Trump Appoints Jason Greenblatt as Envoy on ME Peace
Standing with Israel in fighting anti-Israel bias at the United Nations, Trump announced on Friday that Jason Greenblatt, the Trump Organization’s chief legal officer, will serve as a special representative for international negotiations.
A source familiar with the appointment told CNN that Greenblatt will primarily be working on the Israeli-Palestinian peace process, the U.S. relationship with Cuba and trade agreements.
The appointment should come as no surprise as Trump reiterated his desire to broker a peace settlement between the Israelis and the Palestinians despite the U.N. action. “The big loss yesterday for Israel in the United Nations will make it much harder to negotiate peace,” the President-elect tweeted on Saturday. “Too bad, but we will get it done anyway.”
Greenblatt is no expert on foreign policy, but he has expressed the same views on the peace process. During a meeting with Jewish media representatives at Trump Tower in April, Trump deferred questions about his views on settlements in the West Bank to Greenblatt.
In the 1980’s, Greenblatt studied at Yeshivat Har Etzion, a Hesder Yeshiva located in Alon Shvut, a settlement near Jerusalem. In a radio interview after Trump’s stunning victory, Greenblatt said it is certainly not Trump’s view that “settlement activity should be condemned because it is not the obstacle to peace.”
During the campaign, Trump said Israel should not be pressed to halt new construction in the settlements. “I don’t think there should be a pause,” Trump told DailyMail.com in May. “I think Israel really have to keep going. They have to keep moving forward.”
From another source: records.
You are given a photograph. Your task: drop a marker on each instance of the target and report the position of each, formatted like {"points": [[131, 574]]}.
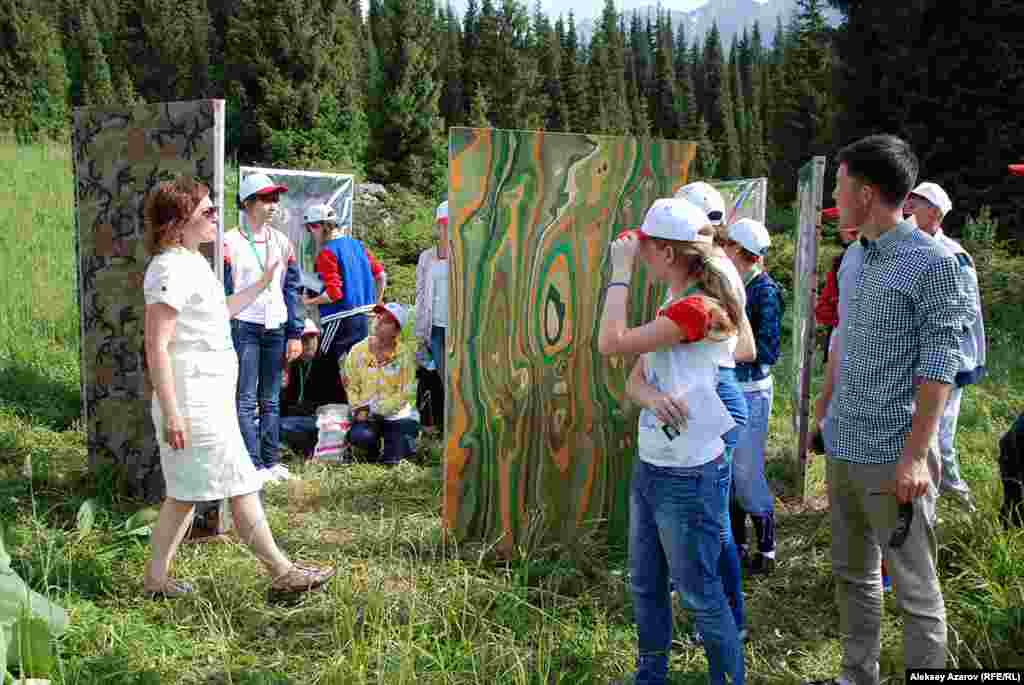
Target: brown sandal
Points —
{"points": [[301, 578], [171, 589]]}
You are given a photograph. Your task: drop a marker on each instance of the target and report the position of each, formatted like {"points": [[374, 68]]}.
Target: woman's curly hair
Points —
{"points": [[168, 208]]}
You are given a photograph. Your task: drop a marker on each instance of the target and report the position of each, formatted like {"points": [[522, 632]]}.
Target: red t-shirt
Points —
{"points": [[691, 315]]}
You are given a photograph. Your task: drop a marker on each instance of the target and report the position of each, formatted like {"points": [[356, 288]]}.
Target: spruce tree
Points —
{"points": [[290, 77], [97, 84], [738, 101], [706, 165], [756, 164], [951, 90], [33, 74], [453, 106], [403, 113], [470, 50], [664, 96], [612, 68], [721, 120], [697, 79], [200, 53], [550, 63], [479, 116], [686, 111], [574, 81]]}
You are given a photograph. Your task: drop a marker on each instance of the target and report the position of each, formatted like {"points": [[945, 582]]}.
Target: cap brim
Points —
{"points": [[269, 189], [636, 230]]}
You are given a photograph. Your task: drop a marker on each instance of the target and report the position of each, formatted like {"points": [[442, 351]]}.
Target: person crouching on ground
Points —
{"points": [[739, 348], [193, 364], [380, 378], [675, 497], [353, 284], [748, 244], [267, 332], [298, 410]]}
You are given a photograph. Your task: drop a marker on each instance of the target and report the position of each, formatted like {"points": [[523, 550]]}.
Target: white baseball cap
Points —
{"points": [[675, 219], [934, 194], [707, 198], [320, 213], [258, 184], [397, 311], [752, 236]]}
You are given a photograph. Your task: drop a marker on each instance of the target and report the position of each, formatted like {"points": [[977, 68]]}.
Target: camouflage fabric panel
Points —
{"points": [[540, 435], [810, 186], [744, 199], [120, 155]]}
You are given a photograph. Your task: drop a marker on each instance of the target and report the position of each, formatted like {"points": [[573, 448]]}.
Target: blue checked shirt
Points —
{"points": [[905, 314]]}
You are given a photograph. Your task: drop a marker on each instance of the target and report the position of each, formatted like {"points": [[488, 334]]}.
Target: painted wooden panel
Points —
{"points": [[540, 435], [120, 154]]}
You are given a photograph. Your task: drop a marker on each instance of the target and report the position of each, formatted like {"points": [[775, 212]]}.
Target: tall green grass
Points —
{"points": [[37, 249], [410, 606]]}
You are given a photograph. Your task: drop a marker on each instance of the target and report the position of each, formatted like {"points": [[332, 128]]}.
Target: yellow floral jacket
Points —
{"points": [[388, 388]]}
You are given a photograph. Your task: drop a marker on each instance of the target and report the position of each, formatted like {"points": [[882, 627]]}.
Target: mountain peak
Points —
{"points": [[731, 16]]}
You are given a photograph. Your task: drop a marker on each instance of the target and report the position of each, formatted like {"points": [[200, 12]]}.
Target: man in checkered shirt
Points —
{"points": [[898, 353]]}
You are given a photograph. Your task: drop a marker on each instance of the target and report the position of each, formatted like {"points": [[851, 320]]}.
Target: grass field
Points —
{"points": [[407, 607]]}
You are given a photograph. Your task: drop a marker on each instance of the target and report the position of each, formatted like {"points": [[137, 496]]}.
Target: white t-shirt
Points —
{"points": [[268, 309], [438, 273], [727, 351], [184, 281], [690, 370]]}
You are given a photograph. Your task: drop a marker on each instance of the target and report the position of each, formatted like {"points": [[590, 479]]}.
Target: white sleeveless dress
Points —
{"points": [[214, 463]]}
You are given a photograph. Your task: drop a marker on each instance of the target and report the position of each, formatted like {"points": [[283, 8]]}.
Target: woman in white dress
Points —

Greenblatt and Ambassador-designate David Friedman served as Trump’s advisors on Israel-related matters during the presidential campaign. The pair worked together with pro-Israel groups within the Republican Party to remove support for a Palestinian state from the party’s 2016 platform. “We reject the false notion that Israel is an occupier,” the platform reads. In a position paper outlining U.S. policy on Israel , released six days before the election, Greenblatt and Friedman stated that if the Israelis and the Palestinians agree to return to the negotiation table, Trump will seek to “assist” in “reaching a comprehensive and lasting peace, to be freely and fairly negotiated between those living in the region.” Trump would also not pressure Israel to withdraw to borders “that make attacks and conflict more likely.”
Israeli Consul General in New York, Dani Dayan called the announcement about Greenblatt the “really important news of the day.”